President Barack Obama will host a “tele-town hall” at a Maryland senior center on Tuesday as Democrats work to boost support for the healthcare law in advance of the November congressional elections.

The event in Wheaton, Md., is timed to the first mailing of $250 rebate checks to senior citizens as part of the broad healthcare bill Obama signed in March. The rebates are aimed at closing the so-called “donut hole” which excludes many Medicare Part D recipients from full coverage of prescription drugs.

The White House said the event is also intended to head off scams and fraud ahead of the first mailing of checks. Seniors across the country will be able to participate by phone.

Obama and other Democratic leaders have held frequent events to promote aspects of the healthcare law that take effect this year, including the rebate checks, a ban on insurers excluding children based on pre-existing conditions and a requirement that insurance companies allow children of beneficiaries to be covered until age 26. The goal is to turn around polls that show the healthcare unpopular with the public.

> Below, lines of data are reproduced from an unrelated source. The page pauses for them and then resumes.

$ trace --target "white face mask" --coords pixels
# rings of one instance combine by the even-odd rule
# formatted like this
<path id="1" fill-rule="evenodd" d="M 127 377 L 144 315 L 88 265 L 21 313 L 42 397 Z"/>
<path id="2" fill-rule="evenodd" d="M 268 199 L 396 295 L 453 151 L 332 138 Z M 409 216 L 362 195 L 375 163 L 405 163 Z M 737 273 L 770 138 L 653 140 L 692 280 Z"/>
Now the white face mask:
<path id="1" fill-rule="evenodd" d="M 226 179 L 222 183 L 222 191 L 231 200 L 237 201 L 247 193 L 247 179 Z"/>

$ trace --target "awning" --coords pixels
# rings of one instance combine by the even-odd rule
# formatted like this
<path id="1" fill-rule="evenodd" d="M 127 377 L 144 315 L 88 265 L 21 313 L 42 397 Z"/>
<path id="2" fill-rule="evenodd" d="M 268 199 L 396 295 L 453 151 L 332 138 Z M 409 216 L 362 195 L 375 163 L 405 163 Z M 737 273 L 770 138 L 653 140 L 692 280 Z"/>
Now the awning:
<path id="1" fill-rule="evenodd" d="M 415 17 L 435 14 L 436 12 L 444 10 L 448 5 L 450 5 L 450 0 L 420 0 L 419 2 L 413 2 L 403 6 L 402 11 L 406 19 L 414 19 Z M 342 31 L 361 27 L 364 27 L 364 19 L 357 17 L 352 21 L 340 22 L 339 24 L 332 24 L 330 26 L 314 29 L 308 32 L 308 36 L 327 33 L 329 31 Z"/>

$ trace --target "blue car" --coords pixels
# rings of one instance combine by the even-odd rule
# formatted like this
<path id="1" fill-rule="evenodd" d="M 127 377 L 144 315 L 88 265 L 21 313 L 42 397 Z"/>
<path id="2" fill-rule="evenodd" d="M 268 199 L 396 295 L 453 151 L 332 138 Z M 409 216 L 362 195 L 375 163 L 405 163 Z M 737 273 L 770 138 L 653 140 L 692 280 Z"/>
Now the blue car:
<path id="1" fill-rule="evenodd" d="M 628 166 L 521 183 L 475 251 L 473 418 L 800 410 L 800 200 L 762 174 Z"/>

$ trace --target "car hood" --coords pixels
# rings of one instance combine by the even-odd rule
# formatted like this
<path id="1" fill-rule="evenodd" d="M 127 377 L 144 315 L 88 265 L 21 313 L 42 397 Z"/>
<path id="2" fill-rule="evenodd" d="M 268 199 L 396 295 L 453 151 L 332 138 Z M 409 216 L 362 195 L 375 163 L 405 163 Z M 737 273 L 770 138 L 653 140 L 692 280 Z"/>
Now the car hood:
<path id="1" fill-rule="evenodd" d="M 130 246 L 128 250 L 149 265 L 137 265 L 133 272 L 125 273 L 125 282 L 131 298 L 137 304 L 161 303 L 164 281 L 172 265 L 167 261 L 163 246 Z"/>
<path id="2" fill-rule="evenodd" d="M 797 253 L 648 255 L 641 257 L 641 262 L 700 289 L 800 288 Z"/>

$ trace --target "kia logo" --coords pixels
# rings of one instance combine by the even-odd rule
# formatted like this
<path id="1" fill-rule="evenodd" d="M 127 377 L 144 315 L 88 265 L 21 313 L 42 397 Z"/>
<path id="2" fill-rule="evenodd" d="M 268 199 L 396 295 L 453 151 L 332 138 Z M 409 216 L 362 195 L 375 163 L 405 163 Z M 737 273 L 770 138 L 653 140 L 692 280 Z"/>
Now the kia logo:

Democrats have especially focused on seniors, who make up a crucial voting bloc in November and who traditionally show up at the polls in higher numbers than younger citizens. Late last month Speaker Nancy Pelosi and the secretary of Health and Human Services, Kathleen Sebelius, held a press conference in Washington to highlight benefits of the law to Medicare recipients and combat misperceptions they say have been fed by critics.